Loïc Darses approfondit les questions les plus fréquentes de sa génération, inquiète du présent qu’elle doit assumer sans être convaincue de s’y investir. Le réalisateur emploie une forme cinématographique à la fois très fine et complexe, un choix documentaire où les images sont en décalage avec le son,  la relation entre image et son étant bien éloignée d’un lien descriptif réciproque. Les voix des jeunes gens nous guident à travers un discours pluriel pendant que l’image, de son côté,  nous immerge dans des paysages naturels et des lieux de pouvoir du Québec, avec comme idée, selon le réalisateur « […] d’orchestrer justement ce vide-là pour qu’on ressorte avec une émotion, avec une vision du Québec et qu’on trouve ça beau que le rapport humain et le côté humain du film vienne par le son […] ».

Le film est construit sans aucune image d’archive. C’est un point intéressant à souligner, car l’équipe du film a été confrontée à la contrainte de ne filmer que des « espaces réels ». Pour ce faire, un objectif grand-angle a été utilisé afin de donner l’impression la plus proche de la vision humaine, « […] un élément de mise en scène, littéralement, parce que c’est un choix d’abord de filmer ces lieux vides […] le sujet c’est l’absence, l’absence des personnes, l’absence de projets, l’absence d’idées et c’était un défi pour nous de filmer l’absence sans filmer le vide […] ».

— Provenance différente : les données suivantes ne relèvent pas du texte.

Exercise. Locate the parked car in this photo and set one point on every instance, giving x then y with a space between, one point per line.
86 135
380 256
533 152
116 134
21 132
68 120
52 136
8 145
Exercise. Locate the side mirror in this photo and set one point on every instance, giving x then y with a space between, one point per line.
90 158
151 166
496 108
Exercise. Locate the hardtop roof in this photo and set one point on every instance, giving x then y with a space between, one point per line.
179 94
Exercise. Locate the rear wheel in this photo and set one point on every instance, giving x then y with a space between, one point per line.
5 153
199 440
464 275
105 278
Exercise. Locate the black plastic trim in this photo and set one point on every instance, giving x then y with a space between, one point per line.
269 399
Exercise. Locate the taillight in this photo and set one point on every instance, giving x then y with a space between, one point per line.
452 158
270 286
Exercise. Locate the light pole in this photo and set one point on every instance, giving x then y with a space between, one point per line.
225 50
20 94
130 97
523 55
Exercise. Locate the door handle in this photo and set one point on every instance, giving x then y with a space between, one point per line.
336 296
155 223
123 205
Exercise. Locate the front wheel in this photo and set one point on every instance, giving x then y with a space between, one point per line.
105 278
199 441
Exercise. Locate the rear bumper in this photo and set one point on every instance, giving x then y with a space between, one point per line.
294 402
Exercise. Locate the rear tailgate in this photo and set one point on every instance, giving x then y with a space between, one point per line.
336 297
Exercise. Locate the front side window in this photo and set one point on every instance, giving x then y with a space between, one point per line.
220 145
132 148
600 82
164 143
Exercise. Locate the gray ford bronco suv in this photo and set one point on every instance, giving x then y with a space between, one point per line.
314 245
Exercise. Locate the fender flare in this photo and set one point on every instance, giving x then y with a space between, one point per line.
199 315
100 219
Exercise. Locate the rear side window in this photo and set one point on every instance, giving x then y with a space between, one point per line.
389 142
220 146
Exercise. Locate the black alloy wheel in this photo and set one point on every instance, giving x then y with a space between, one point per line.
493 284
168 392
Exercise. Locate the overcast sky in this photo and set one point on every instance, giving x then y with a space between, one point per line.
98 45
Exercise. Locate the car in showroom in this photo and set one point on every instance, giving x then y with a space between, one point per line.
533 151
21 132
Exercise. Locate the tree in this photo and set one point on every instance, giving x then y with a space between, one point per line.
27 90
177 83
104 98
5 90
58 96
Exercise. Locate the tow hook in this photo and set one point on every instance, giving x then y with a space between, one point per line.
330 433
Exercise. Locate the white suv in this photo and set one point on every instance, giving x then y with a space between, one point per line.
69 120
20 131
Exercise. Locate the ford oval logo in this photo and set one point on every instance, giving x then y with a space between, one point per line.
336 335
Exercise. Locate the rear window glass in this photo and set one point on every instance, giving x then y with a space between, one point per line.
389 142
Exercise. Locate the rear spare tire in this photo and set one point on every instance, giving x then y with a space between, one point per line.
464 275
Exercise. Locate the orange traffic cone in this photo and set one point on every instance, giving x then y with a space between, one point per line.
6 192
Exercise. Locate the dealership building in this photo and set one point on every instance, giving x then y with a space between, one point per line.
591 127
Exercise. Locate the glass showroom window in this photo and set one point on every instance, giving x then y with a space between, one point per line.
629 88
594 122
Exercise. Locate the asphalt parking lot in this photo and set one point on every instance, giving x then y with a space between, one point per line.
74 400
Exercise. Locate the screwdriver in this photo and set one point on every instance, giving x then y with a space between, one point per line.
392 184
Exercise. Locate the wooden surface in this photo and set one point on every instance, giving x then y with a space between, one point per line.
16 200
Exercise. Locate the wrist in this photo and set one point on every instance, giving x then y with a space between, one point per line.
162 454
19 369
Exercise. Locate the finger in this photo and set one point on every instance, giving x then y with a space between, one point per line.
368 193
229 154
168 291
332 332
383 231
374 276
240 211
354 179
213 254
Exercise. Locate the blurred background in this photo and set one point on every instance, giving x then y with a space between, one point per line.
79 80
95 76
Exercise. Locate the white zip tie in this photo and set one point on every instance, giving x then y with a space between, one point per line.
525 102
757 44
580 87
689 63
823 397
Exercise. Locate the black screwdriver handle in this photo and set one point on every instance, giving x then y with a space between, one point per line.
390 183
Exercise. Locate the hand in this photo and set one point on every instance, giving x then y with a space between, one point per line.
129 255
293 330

L’image, par ailleurs, construit également son propre discours, celui de sa destruction numérique. Si l’on pense qu’aujourd’hui nous vivons dans une hiérarchie d’images fondées non plus sur leur acuité, mais surtout sur leur résolution[1], l’utilisation dans le film du procédé appelé datamoshing[2] a pour effet de : […] détruire ces images, détruire ce lien avec le réel, avec le territoire, avec les espaces qui sont commun, en tout cas avec une manière assez subversive d’exprimer cette déconnexion […] entre justement leur identité personnelle [de la génération en question] et une identité qui serait plus collective et cette espèce de désert numérique qui en résulte avec ces images-là, qui se déstructurent, qui se défont, parlant beaucoup du monde dans lequel on vit, dans la difficulté de représenter des espaces communs, des projet communs […].

Film cathartique pour le public québécois, La fin de terres évoque avec honnêteté les questions que soulèvent la politique du Québec, la relation du territoire avec les populations autochtones et l’avenir du pays. Ces sujets trouvent une forme d’écho universel car ils évoquent les questions de l’immigration, de l’environnement, du capitalisme, ces concepts qui changent et qui font toujours l’inquiétude de la jeunesse autour des questions existentielles « qui sommes nous ? », « où allons nous ? ».


[1] Hito, Steyerl, « In defense of the Poor Image », E-flux journal #10, Novembre 2009.

[2] Selon l’auteur Michael Betancourt, le datamoshing « implique la suppression des données des vidéos numériques au format MPEG-1, ce qui entraîne des couleurs et des résidus caractéristiques de l’image à l’écran. Aussi connu sous le nom de frame compression, c’est la façon dont la vidéo numérique encodée au format MPEG comprime les données vidéo impliquant la modification sélective de ces informations », Michael Betancourt, « Glitched Media as Found/Transformed Footage: Post-digitality in Takeshi Murata’s Monster Movie », Found Footage Magazine, Issue 3, Mars 2017, texte traduit de l’anglais par Caio Narezzi.